I use the term portkey, which I borrowed from Harry Potter, to capture the profound impact of emotional trauma on our experience of time. Harry was a severely traumatized little boy, nearly killed by his parents’ murderer and left in the care of a family that mistreated him cruelly. He arose from the ashes of devastating trauma as a wizard in possession of wondrous magical powers, and yet never free from the original trauma, always under threat by his parents’ murderer. As a wizard, he encountered portkeys—objects that transported him instantly to other places, obliterating the duration ordinarily required for travel from one location to another. Portkeys to trauma return us again and again to an experience of traumatization. The experience of such portkeys fractures, and can even obliterate, our sense of unitary selfhood, of being continuous in time.

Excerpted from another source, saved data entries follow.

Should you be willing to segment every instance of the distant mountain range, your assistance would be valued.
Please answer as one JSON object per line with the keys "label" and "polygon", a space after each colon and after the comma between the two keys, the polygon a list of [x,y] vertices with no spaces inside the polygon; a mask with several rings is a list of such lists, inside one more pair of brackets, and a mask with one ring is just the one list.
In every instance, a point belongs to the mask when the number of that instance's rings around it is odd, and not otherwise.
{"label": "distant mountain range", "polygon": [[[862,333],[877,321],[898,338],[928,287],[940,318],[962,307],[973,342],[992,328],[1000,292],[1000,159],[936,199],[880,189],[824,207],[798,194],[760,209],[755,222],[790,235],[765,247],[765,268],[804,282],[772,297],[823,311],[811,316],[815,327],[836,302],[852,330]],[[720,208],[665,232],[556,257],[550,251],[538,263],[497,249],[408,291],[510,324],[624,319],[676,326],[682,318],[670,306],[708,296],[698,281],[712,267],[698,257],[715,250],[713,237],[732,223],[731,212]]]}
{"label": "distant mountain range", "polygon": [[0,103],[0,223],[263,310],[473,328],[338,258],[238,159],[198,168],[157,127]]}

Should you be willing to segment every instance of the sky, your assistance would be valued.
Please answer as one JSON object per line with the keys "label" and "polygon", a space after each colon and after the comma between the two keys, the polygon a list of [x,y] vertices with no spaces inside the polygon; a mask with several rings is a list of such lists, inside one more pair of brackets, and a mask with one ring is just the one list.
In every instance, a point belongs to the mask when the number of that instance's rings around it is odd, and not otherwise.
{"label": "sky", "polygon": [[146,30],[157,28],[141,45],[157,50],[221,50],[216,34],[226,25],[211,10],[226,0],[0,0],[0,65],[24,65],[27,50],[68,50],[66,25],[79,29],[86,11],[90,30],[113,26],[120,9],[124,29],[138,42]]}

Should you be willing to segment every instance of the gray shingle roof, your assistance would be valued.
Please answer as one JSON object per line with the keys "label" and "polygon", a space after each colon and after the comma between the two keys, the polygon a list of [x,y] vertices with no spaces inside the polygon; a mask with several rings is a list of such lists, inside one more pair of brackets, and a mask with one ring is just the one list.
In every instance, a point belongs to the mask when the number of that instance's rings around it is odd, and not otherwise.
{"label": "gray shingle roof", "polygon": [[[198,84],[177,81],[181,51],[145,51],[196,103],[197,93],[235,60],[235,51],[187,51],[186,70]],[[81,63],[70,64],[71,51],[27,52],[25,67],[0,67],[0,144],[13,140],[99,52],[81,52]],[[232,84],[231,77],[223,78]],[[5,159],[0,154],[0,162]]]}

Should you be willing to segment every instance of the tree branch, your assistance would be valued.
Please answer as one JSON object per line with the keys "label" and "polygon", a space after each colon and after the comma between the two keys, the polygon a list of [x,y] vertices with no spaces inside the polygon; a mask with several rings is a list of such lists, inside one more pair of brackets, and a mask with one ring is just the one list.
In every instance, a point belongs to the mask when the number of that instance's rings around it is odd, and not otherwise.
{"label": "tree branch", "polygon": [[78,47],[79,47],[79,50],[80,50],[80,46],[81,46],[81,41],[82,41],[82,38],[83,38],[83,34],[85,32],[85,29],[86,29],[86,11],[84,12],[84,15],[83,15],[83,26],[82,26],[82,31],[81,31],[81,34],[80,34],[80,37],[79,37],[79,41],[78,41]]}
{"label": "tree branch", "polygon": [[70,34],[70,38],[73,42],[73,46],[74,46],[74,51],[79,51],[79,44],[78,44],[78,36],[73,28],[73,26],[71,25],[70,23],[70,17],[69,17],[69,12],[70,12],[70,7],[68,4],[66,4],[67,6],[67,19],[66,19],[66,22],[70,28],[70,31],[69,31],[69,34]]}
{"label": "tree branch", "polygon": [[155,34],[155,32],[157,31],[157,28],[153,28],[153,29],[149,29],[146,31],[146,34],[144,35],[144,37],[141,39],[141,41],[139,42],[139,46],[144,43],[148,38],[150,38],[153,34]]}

Trauma devastatingly disrupts the ordinary linearity and unity of our experience of time, our sense of stretching-along from the past to an open future. Experiences of emotional trauma become freeze-framed into an eternal present in which we remain forever trapped, or to which we are condemned to be perpetually returned through the portkeys supplied by life’s slings and arrows. In the region of trauma all duration or stretching-along collapses, past becomes present, and future loses all meaning other than endless repetition. Trauma, in other words, is timeless. Further, because trauma so profoundly modifies our ordinary experience of time, the traumatized person quite literally lives in another kind of reality, completely different from the one that others inhabit. This felt differentness, in turn, contributes to the sense of alienation and estrangement from other human beings that typically haunts the traumatized person.
The relentless circling back to experiences of emotional trauma is ensured by the finiteness of our existence and the finiteness of all those whom we love. Trauma looms for all of us as an ever-present possibility. A recent conversation with a colleague about our respective experiences of portkeys to trauma reminded me of a dramatic example of traumatic temporality that I encountered when I was a young psychoanalyst practicing in New York City some three decades ago. A man in his forties began his first consultation with me by explaining that he needed psychotherapy to help him decide whether or not to divorce his wife. Suddenly, and I don’t remember how this happened, a repressed memory of a trauma that this man had experienced when he was 5 years old sprang into his conscious experience, much as in the old Freud movies. His mother was terminally ill at the time, and he remembered seeing the unbearable sorrow in her face as she anticipated her death and never being able to see him again. Soon after recovering this traumatic memory, he told me that he had decided not to divorce his wife, because he could not bear the prospect of seeing that same look of sorrow in her face. After that one consultation, I never saw him again.